I tried using Lag function, but my column "Reactivated_Guests" is giving me null value always.
SELECT datepart(month,["sale date"]) `"Sale_Month",count(distinct
["user id"]) "Lost_Guests",
lag("Guests",4) OVER (ORDER BY "Sale_Month")+
lag("Guests",5) OVER (ORDER BY "Sale_Month")+
lag("Guests",6) OVER (ORDER BY "Sale_Month")+
lag("Guests",7) OVER (ORDER BY "Sale_Month")+
lag("Guests",8) OVER (ORDER BY "Sale_Month")+
lag("Guests",9) OVER (ORDER BY "Sale_Month")+
lag("Guests",10) OVER (ORDER BY "Sale_Month")+
lag("Guests",11) OVER (ORDER BY "Sale_Month")+
lag("Guests",12) OVER (ORDER BY "Sale_Month") "Reactivated_Guests"
group by "Sale_Month"
order by "Sale_Month"
My expected output is month-wise # of guests that have their previous "Sale date" greater than 3 months before the given month (Lost_Guests) and of these customers how many have a "Sale date" in the given month (Reactivated_Guests)
Expected Result :
Sale_Month Lost_Guests Reactivated_Guests
(prev Sale date > 3 months) (Prev Sale date > 3 months and
have a Sale date in given month)
June 1,200 110
July 1,800 130
Aug 1,900 140
Actual Result :
Sale_Month Lost_Guests Reactivated_Guests
June 1,200 null
July 1,800 null
Aug 1,900 null
Sample Data :
Customer Sale Date
AAAAA 11/15/2018
BBBBB 11/16/2018
CCCCC 9/23/2018
CCCCC 1/25/2019
AAAAA 3/16/2019 ----> so for given month of March, AAAAA to be
CCCCC 3/18/2019 considered in "Lost_Guests" because
AAAAA's previous sale date (11/15/2018) is
more than 3 months from the given month
(March - 2019) and AAAAA to be considered in
"Reactivated_guests" because AAAAA has a
Sale date in the given month (March-2019)

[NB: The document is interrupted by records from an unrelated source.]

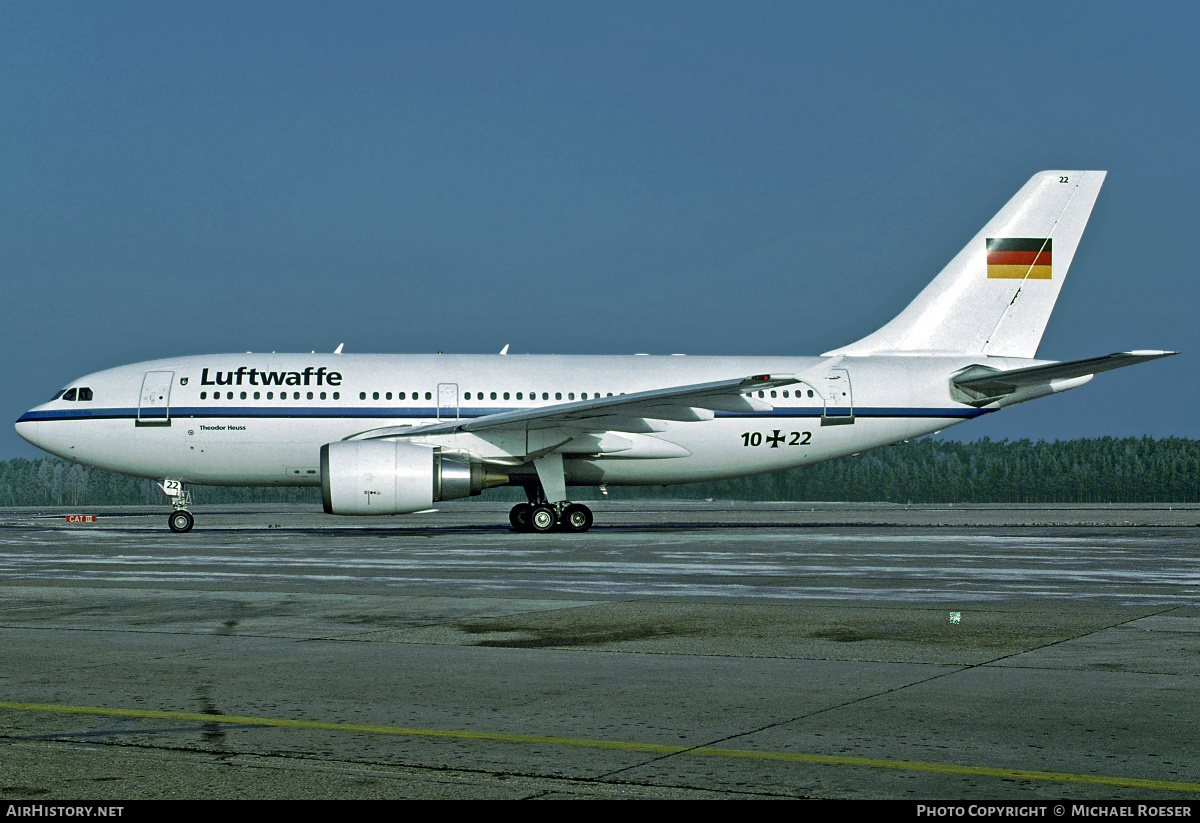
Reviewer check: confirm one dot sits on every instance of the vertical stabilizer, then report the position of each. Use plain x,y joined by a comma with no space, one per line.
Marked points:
996,295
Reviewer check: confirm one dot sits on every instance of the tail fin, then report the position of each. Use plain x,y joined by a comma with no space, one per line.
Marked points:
996,295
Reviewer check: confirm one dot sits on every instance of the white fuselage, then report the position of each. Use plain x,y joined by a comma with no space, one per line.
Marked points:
262,419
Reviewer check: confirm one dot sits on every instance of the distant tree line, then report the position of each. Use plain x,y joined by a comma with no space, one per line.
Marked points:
1086,470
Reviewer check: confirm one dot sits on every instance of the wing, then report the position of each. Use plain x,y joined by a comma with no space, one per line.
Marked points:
621,413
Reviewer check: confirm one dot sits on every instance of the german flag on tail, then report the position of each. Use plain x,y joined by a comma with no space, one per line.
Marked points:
1019,258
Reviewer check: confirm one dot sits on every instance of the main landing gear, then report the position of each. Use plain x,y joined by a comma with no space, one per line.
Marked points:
544,517
180,521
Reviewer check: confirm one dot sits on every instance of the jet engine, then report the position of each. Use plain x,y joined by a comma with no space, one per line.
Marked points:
391,478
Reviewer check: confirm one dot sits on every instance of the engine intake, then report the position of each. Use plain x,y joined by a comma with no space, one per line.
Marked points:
390,478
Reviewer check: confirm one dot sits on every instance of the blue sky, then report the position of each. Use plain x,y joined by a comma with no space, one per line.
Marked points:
707,178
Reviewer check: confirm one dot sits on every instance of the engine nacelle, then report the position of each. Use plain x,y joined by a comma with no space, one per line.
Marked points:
391,478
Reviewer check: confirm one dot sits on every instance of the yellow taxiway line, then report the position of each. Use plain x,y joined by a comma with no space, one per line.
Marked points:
617,745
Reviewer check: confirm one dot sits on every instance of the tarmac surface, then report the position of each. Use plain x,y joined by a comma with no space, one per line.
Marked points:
676,650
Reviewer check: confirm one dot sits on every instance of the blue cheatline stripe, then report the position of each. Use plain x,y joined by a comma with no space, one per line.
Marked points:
429,413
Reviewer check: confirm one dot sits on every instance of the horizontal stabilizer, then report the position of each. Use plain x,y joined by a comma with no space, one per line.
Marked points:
983,382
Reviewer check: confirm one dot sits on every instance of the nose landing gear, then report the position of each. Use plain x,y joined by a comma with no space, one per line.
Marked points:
181,520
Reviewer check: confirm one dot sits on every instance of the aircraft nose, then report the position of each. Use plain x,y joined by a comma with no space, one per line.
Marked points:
28,430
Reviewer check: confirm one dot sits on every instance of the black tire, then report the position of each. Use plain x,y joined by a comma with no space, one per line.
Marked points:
180,521
576,517
543,518
519,518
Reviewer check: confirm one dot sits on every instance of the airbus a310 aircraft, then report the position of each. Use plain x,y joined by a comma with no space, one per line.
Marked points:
389,434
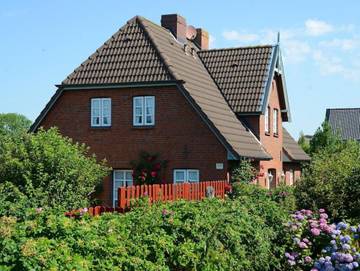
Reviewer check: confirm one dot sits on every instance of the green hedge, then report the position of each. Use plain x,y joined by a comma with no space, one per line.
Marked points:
238,234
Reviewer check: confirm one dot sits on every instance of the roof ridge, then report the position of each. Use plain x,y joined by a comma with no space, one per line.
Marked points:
240,47
344,108
98,50
151,39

----> for given month of March, CCCCC shall not
be considered in "Lost guests" and
"Reactivated Guests" because
previous sale date (1/25/2019) is less
than 3 months from given month (March-2019)
and hence does not appear in
"Reactivated_Guests" as well
This addresses the original version of the question.

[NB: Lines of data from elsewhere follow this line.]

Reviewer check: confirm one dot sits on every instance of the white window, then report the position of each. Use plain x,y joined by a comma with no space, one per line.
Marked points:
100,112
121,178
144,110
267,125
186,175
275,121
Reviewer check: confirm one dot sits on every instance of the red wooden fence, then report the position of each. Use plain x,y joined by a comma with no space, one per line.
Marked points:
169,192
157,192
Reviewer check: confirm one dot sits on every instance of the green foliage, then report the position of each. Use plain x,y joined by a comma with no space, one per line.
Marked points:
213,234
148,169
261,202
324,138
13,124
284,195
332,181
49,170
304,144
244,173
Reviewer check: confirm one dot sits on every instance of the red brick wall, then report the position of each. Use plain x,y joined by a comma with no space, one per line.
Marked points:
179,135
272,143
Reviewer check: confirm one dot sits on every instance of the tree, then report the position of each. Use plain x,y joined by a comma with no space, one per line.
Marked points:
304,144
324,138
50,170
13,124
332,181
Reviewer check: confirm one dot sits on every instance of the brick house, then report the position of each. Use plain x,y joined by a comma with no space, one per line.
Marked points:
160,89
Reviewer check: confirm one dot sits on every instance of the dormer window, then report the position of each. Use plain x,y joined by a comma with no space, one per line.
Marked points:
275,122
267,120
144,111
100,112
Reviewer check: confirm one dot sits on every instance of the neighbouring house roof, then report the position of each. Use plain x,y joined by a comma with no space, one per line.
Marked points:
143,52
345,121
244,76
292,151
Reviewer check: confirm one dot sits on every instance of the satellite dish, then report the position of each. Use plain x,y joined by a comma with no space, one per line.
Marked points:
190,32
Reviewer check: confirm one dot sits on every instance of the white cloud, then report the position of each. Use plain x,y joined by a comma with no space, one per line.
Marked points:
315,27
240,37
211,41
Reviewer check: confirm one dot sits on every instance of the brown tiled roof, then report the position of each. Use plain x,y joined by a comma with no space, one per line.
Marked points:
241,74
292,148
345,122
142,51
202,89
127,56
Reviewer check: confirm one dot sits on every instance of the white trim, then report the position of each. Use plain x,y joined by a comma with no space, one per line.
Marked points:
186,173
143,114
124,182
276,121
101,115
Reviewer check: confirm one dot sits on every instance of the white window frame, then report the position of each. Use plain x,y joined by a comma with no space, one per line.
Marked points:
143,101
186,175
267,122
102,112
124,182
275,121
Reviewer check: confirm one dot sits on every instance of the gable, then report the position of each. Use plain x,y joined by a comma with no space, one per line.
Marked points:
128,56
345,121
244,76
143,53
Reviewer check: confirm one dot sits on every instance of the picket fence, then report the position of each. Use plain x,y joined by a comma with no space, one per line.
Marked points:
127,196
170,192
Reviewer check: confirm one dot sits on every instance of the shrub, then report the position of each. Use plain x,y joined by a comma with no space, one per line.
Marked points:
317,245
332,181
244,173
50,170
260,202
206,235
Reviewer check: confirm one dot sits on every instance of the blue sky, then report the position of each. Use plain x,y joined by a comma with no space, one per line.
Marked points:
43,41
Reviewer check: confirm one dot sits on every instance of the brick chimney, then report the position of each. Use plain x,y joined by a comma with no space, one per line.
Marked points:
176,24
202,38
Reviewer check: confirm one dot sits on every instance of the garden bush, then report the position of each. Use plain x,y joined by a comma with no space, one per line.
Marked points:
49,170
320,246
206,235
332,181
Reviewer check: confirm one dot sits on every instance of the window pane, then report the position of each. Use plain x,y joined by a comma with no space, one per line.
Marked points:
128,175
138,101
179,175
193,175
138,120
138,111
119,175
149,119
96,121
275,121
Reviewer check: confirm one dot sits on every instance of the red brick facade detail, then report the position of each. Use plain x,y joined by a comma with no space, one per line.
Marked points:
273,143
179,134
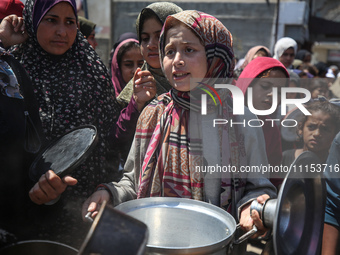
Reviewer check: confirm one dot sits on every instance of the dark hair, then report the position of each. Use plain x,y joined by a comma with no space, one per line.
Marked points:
316,83
264,51
326,108
123,49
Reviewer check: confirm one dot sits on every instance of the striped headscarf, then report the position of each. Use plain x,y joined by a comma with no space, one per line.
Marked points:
173,149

You seem to want something like this:
select sale_month, count(distinct user_id) as guests,
count(distinct case when min_sale_date < sale_date - interval '3 month' then user_id end) as old_guests
from (select t.*,
min(sale_date) over (partition by user_id) as min_sale_date
from t
) t
group by sale_month
order by sale_month;
Note that date functions are very database dependent, so the exact syntax might vary depending on your database.